Overall, therefore, downsizing the DOD muscle would generate $410 billion of savings on a FY 2025 basis. Another $50 billion in savings could also be obtained from eliminating most funding for the UN, other international agencies, security assistance and economic aid. Adjusted for inflation through 2029 the total savings would come to $500 billion.

Fortress America Budget Savings:

  • Army: $140 billion.
  • Navy/Marine Corps: $96 billion.
  • Airforce: $65 billion.
  • DOD agencywide: $111 billion.
  • UN contributions and foreign economic and humanitarian aid: $35 billion.
  • International Security Assistance: $15 billion.
  • Total Savings, FY 2025 basis: $462 billion.
  • 8% inflation adjustment to FY 2029: +$38 billion.
  • Total FY 2029 Budget Savings: $500 billion.

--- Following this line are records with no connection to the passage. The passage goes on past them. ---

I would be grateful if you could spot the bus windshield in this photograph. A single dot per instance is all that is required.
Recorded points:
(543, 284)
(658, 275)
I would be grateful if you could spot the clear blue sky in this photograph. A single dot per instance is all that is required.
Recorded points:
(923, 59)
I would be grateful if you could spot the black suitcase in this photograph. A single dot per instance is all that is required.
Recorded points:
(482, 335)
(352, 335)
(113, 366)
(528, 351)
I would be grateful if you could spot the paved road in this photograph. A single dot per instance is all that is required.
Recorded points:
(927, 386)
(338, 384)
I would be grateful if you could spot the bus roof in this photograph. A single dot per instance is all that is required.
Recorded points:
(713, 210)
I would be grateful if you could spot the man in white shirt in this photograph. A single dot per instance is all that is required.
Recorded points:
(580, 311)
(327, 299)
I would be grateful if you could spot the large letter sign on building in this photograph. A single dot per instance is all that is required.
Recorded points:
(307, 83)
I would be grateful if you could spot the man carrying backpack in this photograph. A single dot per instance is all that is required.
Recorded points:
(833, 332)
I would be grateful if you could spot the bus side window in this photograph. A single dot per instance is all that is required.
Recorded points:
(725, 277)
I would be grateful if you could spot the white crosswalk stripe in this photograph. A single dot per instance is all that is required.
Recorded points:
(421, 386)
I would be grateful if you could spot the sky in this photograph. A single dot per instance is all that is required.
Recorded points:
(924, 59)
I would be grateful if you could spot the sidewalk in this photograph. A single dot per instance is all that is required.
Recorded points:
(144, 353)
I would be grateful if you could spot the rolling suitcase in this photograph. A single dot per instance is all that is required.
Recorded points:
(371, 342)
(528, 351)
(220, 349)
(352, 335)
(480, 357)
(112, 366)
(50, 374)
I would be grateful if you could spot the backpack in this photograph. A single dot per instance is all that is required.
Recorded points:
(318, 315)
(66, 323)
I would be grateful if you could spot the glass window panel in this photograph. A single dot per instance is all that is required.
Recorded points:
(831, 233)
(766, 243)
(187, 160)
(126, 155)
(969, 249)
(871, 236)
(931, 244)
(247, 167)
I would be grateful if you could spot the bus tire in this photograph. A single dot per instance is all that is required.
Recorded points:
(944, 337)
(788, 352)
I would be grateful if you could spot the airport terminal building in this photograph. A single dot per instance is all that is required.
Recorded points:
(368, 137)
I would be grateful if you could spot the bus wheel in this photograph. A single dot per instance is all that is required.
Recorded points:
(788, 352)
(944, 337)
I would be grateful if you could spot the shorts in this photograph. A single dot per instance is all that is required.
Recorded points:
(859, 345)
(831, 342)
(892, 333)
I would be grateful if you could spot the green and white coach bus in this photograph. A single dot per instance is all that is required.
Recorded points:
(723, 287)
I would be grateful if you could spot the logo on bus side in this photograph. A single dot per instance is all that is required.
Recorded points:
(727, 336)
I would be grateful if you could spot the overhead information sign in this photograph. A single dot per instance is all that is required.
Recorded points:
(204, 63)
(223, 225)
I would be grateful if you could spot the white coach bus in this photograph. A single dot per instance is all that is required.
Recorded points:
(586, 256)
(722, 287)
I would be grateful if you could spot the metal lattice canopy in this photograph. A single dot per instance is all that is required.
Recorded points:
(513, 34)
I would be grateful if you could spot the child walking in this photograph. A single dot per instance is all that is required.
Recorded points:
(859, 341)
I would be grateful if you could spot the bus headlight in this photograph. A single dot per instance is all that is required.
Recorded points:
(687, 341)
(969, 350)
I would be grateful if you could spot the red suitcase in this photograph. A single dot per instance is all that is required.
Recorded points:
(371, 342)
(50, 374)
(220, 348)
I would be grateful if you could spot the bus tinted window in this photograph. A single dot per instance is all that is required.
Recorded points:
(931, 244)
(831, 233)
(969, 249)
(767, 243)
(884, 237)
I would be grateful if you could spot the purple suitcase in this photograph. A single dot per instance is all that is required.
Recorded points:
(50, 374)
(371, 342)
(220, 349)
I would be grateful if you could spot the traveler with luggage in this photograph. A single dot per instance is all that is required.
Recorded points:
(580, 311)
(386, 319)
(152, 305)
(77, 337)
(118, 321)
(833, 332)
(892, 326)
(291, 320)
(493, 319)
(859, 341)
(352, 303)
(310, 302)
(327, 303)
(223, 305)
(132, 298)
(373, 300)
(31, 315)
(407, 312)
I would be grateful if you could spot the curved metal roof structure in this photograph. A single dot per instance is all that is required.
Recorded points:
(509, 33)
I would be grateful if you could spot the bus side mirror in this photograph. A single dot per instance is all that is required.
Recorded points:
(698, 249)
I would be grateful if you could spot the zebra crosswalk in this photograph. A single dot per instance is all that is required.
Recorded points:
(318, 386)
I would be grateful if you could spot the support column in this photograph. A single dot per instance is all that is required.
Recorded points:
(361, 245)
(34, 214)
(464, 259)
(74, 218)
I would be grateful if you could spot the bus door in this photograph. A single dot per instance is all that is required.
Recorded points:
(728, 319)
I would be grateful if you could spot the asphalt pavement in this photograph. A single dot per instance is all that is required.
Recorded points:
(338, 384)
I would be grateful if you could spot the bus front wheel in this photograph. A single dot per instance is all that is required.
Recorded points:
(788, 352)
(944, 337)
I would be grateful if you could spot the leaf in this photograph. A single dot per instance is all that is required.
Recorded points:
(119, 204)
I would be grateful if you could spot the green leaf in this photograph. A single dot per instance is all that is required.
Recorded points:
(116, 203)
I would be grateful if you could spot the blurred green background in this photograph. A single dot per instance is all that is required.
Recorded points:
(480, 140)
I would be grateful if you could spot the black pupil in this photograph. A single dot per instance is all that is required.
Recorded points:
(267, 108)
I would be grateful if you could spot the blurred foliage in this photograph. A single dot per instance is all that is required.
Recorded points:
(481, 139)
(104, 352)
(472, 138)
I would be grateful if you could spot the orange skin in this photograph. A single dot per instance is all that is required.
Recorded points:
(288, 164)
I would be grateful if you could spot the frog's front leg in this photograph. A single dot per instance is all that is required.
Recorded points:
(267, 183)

The resulting allowances (FY 2025 basis) of $60 billion for the Army, $140 billion for the Navy, $180 billion for the Air Force and $70 for DOD-wide operations would shrink the defense component of the Warfare State to $450 billion per year. In current dollars of purchasing power that happens to be exactly what Eisenhower thought was more than adequate for national security when he warned of the military-industrial complex during his farewell address 63 years ago.

At the end of the day, the time to bring the Empire home is long overdue. The $1.3 trillion annual cost of the Warfare State (including international operations and veterans) is no longer even remotely affordable—-and it has been wholly unnecessary for homeland security all along.